Dans « La condition littéraire », Bernard Lahire considérerait le livre comme une industrie guidée par l’offre. L’édifice repose entièrement sur l’auteur et sur son bon plaisir. Il est peu probable que moins de spécialistes et de passionnés ne veulent écrire des ouvrages savants que cela se faisait il y a encore vingt ans. Il faut donc regarder du côté des éditeurs.

Pourquoi donc les maisons grand public se sont désintéressées de ce type de publication ? L’explication paraît évidente : ça ne se vend pas – ou ça se vend trop peu. Mais trouvait-on plus d’acheteurs il y a vingt ans ? Ca ne me semble pas clair. Si l’on accepte que la volonté d’écrire est toujours là et que les acquéreurs ne sont pas moins nombreux que précédemment, il ne reste plus qu’à conclure que ce sont les éditeurs eux-mêmes qui ont tourné casaque.

Ce n’est pas tant que la littérature de qualité ne fait plus recette ou que l’analyse littéraire n’intéresse plus personne : c’est surtout que certains éditeurs prennent le lecteur pour un con qu’il ne faut pas trop bousculer. A ce titre, je préfère mille fois un Patrick Le Lay qui indique clairement que sa chaîne télé à pour vocation de vendre les produits des annonceurs à un comité d’édition frileux mené par une poule mouillée qui prétend ne pas avoir le choix.

On ne peut pas espérer vendre ce que l’on ne fait même pas imprimer. On ne saurait pas déterminer ce que le bon peuple veut lire par une enquête marketing. L’immense majorité de livres ne se vendent pas assez pour être rentables et les bénéfices sont faits par une poignée d’ouvrages. Pourtant, on publie plus chaque année. Si l’on choisit de privilégier un ouvrage de merde qui ne trouvera pas acquéreur plutôt qu’un de qualité qui fera le bonheur d’une poignée, ce n’est ni la faute du marché, ni la faute du lecteur. C’est une question de responsabilité personnelle, voir d’honneur : Olivier Nora, Denis Jeambar et autres Francis Esmenard, prouvez que vous n’êtes pas encore complètement étrangers à l’art…

 

4 commentaires:

  1. Anonyme said,

    Cher F.:M.:

    je me demande, à la lecture de ce blog, qu'est-ce qui, au final, te motive à lire autant ? Que cherches-tu précisément dans les romans ?

    Merci d'avance.

    on 9:18 PM


  2. Que ça reste entre toi et moi: je parle beaucoup de livres que je n'ai pas lu.

    Sérieusement: je n'en sais rien, je ne me suis jamais posé la question. C'est juste quelque chose qui me paraît naturel. Je peux y réfléchir, mais je ne suis pas certain de trouver un début de réponse.

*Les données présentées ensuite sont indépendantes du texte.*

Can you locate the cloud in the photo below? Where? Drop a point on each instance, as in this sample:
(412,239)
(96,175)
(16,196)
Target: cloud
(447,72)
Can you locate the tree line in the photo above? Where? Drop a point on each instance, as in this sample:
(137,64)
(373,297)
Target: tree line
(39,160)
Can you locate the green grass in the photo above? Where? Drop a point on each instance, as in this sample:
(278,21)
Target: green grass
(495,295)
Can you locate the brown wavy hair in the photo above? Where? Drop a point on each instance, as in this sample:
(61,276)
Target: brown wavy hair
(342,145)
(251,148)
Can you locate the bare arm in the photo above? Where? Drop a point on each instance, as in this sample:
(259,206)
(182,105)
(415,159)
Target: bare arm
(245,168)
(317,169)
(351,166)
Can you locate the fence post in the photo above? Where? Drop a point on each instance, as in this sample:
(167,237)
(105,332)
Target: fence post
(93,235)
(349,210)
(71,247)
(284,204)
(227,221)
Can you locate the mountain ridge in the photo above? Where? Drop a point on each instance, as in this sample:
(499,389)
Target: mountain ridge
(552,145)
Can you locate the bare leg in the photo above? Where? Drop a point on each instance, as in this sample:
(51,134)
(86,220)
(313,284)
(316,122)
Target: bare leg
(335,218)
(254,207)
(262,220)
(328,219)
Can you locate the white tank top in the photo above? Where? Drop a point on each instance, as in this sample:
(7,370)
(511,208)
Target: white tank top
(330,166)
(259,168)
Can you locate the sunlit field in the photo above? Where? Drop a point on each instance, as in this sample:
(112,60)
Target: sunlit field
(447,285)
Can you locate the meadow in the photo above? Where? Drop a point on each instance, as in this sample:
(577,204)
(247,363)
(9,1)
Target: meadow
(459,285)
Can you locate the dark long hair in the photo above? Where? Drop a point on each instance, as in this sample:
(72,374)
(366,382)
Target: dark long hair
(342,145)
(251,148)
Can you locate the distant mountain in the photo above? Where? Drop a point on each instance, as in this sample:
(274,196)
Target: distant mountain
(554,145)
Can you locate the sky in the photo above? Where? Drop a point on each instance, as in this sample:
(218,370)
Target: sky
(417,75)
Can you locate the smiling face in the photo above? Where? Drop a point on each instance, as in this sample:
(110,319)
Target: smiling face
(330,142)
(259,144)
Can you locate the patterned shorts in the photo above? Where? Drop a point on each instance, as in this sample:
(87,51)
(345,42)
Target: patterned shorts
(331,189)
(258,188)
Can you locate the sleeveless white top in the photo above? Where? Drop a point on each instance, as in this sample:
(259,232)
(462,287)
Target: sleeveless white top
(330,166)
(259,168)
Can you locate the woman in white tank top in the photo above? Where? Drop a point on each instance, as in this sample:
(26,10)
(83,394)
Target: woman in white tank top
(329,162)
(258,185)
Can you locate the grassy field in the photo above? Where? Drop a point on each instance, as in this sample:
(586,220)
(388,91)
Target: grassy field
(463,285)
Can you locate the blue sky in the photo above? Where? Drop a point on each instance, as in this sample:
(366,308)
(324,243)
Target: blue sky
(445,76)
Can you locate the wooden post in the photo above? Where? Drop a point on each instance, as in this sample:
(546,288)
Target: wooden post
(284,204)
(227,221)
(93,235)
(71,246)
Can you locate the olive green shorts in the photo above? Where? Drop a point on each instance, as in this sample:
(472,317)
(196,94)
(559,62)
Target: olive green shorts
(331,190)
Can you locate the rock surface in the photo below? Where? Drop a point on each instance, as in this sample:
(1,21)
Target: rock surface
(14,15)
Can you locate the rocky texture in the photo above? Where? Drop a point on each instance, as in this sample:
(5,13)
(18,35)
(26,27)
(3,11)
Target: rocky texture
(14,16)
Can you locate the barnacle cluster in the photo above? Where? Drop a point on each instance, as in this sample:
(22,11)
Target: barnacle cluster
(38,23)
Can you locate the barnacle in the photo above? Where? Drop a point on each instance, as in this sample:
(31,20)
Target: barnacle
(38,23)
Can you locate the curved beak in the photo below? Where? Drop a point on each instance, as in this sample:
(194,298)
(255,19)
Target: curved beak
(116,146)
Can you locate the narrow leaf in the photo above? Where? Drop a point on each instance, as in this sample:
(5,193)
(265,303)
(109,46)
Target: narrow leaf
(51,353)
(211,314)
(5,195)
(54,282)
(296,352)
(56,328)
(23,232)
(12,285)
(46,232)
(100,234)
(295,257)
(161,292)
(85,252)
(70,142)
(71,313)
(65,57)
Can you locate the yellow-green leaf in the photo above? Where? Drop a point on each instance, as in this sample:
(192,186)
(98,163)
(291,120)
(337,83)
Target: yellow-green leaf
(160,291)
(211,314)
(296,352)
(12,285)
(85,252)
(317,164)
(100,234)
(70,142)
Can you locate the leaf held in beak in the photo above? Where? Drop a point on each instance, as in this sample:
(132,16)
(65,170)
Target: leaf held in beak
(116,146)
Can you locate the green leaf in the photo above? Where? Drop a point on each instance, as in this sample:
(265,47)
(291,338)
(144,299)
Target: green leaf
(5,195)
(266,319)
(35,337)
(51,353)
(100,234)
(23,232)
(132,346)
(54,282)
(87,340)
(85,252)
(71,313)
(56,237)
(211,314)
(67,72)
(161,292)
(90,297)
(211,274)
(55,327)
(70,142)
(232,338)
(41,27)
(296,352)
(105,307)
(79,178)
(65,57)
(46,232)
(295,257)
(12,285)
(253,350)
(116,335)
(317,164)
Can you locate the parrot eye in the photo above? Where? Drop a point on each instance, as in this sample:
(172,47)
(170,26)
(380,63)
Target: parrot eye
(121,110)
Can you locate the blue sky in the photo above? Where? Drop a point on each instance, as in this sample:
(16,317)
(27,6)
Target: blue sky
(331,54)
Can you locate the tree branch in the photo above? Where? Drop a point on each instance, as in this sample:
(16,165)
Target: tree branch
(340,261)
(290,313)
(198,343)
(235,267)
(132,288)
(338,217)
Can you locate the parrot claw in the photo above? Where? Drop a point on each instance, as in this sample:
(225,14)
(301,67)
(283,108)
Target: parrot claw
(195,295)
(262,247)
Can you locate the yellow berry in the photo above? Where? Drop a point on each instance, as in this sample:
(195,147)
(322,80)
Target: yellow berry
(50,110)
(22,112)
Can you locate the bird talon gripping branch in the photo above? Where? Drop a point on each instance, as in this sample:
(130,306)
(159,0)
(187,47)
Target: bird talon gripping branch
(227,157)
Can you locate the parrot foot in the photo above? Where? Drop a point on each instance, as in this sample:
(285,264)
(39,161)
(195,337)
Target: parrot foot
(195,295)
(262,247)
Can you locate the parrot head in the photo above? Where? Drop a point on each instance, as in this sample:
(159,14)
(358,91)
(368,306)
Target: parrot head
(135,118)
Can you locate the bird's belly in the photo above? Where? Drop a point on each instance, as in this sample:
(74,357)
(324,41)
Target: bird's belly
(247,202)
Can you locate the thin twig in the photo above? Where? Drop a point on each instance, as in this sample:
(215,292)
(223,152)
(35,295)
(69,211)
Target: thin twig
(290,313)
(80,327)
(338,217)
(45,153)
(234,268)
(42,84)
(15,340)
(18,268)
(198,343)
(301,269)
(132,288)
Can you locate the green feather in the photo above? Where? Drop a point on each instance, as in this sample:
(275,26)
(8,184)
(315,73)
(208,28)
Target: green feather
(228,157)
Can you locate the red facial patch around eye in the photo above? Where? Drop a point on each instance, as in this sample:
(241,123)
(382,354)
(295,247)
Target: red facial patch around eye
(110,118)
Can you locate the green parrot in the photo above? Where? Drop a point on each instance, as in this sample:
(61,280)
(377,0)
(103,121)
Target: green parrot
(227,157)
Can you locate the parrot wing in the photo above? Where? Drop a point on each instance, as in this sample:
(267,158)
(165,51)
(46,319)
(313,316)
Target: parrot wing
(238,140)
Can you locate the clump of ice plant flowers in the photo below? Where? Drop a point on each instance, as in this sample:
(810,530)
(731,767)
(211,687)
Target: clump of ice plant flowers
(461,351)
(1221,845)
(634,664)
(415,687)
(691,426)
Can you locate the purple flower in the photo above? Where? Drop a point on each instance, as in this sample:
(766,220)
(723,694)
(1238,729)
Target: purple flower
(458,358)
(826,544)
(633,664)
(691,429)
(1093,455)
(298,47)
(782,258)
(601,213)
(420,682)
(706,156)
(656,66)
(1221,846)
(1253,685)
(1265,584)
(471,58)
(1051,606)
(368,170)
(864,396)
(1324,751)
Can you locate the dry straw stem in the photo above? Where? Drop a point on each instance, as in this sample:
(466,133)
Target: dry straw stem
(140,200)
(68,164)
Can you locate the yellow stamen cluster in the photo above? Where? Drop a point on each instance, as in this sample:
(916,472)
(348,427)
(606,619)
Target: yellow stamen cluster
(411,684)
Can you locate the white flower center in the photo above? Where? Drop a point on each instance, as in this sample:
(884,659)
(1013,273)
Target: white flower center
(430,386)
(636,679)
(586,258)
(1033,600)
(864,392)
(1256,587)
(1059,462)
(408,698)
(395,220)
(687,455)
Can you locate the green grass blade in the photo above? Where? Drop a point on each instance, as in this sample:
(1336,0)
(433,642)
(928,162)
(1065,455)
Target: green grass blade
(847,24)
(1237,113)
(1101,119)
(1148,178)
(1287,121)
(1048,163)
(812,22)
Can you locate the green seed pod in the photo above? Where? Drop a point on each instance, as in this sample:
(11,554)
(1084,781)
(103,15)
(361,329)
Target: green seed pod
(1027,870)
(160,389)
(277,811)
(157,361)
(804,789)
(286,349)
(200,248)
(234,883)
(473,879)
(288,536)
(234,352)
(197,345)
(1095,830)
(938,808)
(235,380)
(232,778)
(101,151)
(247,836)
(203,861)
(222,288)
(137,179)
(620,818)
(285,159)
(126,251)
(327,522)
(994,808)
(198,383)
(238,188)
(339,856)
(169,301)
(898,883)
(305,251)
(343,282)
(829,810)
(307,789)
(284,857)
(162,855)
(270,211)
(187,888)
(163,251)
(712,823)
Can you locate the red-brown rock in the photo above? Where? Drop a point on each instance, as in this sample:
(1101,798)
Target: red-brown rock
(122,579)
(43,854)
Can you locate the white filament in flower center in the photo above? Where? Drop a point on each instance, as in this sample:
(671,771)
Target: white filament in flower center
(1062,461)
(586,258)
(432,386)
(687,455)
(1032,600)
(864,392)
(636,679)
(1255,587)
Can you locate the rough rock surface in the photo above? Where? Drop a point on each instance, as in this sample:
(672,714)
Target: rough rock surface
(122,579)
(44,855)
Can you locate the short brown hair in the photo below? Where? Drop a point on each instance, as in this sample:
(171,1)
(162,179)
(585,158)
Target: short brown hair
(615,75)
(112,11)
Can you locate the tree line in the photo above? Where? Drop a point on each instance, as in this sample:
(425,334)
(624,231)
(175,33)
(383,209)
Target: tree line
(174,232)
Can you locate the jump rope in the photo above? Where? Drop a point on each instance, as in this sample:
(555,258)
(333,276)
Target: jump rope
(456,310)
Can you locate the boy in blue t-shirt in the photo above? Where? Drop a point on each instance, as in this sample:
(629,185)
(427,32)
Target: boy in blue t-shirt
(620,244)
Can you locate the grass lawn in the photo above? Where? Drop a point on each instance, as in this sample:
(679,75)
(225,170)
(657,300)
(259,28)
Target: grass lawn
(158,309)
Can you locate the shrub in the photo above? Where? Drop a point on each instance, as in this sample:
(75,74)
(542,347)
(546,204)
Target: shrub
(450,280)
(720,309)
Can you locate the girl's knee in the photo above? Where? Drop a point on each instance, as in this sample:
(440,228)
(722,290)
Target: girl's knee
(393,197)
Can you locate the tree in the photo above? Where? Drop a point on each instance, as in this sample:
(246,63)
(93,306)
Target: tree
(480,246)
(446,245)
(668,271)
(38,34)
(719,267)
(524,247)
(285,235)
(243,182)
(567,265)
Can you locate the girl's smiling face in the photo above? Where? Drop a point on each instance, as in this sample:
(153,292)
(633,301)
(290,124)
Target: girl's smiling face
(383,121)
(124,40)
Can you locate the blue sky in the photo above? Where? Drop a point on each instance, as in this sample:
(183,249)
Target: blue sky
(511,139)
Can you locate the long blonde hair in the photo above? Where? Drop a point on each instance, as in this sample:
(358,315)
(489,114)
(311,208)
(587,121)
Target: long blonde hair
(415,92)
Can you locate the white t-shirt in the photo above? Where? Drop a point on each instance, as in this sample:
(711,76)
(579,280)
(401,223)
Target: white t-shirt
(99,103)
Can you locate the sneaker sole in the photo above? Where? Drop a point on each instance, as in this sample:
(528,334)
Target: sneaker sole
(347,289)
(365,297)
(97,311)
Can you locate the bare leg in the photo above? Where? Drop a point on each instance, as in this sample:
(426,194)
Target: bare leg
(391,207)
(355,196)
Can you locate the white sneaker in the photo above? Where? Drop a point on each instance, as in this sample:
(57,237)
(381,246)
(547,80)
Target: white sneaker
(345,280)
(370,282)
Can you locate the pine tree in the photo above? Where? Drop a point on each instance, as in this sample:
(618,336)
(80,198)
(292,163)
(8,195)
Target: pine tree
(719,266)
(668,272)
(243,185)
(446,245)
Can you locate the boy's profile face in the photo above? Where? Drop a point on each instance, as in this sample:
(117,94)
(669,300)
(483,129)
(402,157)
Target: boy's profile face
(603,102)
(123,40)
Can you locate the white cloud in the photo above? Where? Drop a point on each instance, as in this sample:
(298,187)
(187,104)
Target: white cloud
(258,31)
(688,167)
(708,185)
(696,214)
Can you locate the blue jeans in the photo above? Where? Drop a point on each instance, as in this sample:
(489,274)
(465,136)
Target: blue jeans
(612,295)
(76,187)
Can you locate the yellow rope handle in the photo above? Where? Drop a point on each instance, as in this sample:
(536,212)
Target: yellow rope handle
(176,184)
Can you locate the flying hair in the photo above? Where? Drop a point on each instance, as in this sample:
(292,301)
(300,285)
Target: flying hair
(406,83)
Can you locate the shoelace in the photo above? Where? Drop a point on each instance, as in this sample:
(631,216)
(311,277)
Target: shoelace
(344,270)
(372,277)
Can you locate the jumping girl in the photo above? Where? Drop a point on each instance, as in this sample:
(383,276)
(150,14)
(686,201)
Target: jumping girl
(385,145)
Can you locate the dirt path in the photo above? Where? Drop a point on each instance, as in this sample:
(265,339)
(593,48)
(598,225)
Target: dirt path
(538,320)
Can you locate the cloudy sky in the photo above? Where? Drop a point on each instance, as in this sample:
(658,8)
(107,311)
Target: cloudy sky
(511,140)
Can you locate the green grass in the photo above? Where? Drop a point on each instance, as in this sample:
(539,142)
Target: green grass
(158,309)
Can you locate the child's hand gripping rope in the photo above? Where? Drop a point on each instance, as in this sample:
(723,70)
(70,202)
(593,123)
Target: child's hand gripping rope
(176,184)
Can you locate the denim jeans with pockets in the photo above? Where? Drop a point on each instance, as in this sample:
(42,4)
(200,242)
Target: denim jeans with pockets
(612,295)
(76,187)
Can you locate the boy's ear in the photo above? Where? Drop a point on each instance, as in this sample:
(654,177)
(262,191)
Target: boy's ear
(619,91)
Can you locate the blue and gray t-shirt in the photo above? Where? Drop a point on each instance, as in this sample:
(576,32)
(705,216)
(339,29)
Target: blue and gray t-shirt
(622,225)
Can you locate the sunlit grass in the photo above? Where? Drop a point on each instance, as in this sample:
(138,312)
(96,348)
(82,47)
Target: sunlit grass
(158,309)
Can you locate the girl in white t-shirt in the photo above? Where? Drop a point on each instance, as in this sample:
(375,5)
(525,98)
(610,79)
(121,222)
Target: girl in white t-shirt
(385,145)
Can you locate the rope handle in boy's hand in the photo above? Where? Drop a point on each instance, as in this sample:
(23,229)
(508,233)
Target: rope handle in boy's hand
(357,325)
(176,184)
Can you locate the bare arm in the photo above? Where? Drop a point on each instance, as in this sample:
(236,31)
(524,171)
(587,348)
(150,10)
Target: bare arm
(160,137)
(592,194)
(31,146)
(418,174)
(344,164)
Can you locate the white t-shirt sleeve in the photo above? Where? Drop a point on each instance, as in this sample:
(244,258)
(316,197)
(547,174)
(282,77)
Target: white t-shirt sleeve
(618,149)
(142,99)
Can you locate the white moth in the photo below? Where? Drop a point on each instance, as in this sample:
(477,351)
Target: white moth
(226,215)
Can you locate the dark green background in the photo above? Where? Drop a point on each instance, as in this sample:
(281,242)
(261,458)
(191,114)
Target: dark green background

    Mais dis-moi, qu'est-ce qui, à la lecture de ce blog donc, te fais te poser cette question?

    on 10:43 PM


  3. Anonyme said,

    Disons que je suis impressionné par la quantité de livres que tu lis et l'intérêt que tu leur portes. Je me dis qu'il doit y avoir une raison à cela, à toutes ces heures passées à lire des romans. Et j'aimerais que tu y réfléchisses car la réponse m'intéresse vraiment.

    on 11:16 AM


  4. J'y réfléchira donc, mais je ne peux rient te garanir. Il y a sans doute un certain atavisme là-dedans. Et quelque chose de compulsif aussi.